I'm pretty sure this is plastic.  I don't think leather would have survived.  It's dirty, and part of it has rotted away.  I conclude it was buried, but was it buried as long as the rest of the stuff?  I have no idea.

This is the only plastic I saw (other than the cup bottom near the top of this post, which might well have been very new indeed (dropped by the ditch diggers?). 

I found all of this to be very confusing.  Why was it here?  How old was it?  One burial, or many?

I have seen older items come out of the ground near an older house.  My first house was built in 1880, and I bought it in 1980.  I have seen older bottles come out of the ground, and older ceramics, too.

My guesstimate would be that this stuff went into the ground 45 years ago, plus or minus 5 years?.  (How old *are* plastic shoes, anyway?  I don't know....  I'm guessing not much older than 30 years?)  I owned glass Noxema jars, 40 years ago. 

I don't know when public garbage collection began, but I know Ann Arbor was doing it in the 50s and 60s.

My guess is that this stuff went into the ground when public garbage collection was available.

So -- why is it here?  This collection isn't an item or two.  There are so many different items.  Odd, very odd. 

I suppose there's no reason to think that this stuff is all the same age, but its presence is so anomalous.  It's hard for me to imagine that people went out and buried trash in their yard many different times......  When all they had to do was put it in a garbage can!  Back in the 1960s, in Ann Arbor, I think you didn't even have to take the can to the curb.  I think they came and got the can, from near your back door or your garage, or wherever you kept it, took it to the truck, dumped it in the truck, and then brought it back.  (Right, Mom and Dad?  No?)

Why would anyone bury their trash, rather than just dumping it in a garbage can for publicly-funded trash-removal to handle?  Baffling.  Maybe this was some sort of time-capsule-y collection, buried for posterity, only to be destroyed by ditch-digging machinery?  I wonder........

Many different thoughts arise, thanks to ADLS.  Thoughts about how long different things survive, buried in the dirt, in Michigan, for several decades.  Thoughts about how much archaeologists have learned from looking at people's discarded items, over the millenia.  Thoughts about what, in all that trash, might be important and useful, as information for future archaeologists, and so should not be disturbed by looters.  Or ditch diggers.........
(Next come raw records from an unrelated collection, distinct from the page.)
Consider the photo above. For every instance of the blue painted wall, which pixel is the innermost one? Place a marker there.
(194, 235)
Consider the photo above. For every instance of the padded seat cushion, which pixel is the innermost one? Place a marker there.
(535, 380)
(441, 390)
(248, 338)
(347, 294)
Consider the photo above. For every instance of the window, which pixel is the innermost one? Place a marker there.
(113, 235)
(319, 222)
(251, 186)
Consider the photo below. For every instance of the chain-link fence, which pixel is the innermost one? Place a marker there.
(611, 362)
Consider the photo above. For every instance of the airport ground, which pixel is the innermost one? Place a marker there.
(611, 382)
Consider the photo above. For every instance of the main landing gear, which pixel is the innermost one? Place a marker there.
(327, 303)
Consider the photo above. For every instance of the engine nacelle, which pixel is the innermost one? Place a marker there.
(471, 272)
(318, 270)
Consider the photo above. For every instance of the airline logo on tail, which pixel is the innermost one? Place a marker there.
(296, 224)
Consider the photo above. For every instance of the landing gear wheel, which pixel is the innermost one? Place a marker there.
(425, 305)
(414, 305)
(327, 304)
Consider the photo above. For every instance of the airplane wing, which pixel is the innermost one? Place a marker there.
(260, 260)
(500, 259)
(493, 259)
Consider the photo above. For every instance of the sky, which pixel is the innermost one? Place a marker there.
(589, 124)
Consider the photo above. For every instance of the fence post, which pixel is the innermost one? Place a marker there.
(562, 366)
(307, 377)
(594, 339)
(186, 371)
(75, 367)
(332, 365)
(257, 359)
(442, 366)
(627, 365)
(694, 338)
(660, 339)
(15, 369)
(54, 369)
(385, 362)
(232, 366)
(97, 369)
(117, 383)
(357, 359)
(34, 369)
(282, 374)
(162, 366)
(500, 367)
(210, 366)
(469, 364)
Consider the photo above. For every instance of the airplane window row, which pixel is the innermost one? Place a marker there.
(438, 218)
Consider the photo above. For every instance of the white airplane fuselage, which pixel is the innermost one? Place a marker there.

On the other hand, there isn't enough time in the world for every item ever used by anyone to be drawn, photographed, measured, recorded.  There isn't enough space in the world to reverently put every item on a shelf in a warehouse.

When/why is something Important?  When/why is it Trash? 

Who gets to decide?

One of the things we learned is that, sometimes, things will be dug up, drawn/photographed/measured/recorded, and then -- those things will be replaced in the ground and buried.  When archaeologists re-bury stuff, they typically toss a modern object into the ground, so that future diggers will know the site was disturbed at the time of the modern object.

I tossed a penny into the ditch.  A futile gesture, as I reconsider -- I wasn't thinking about metal not lasting long (relatively speaking!) in this environment..........  If I were an archaeologist, perhaps I'd get a friendly ceramist to make me some small disks with my name, location, and the date inscribed, so I had something really informative to toss into the ground where I had dug.......

I'm not usually out and about much before noon, but I'd seen that ditch the night before, and had taken a couple of pics.  The more I thought about it, the more I wanted to record the ditch itself, and take more pics, so I got up and got going on the 9th.

The 9th was another of our beautiful Michigan summer days!


1 comment:

thecrazysheeplady said...

Argh. Trash... On a funnier note, have you read the famous Smithsonian letter about the backyard digs? It's google-able.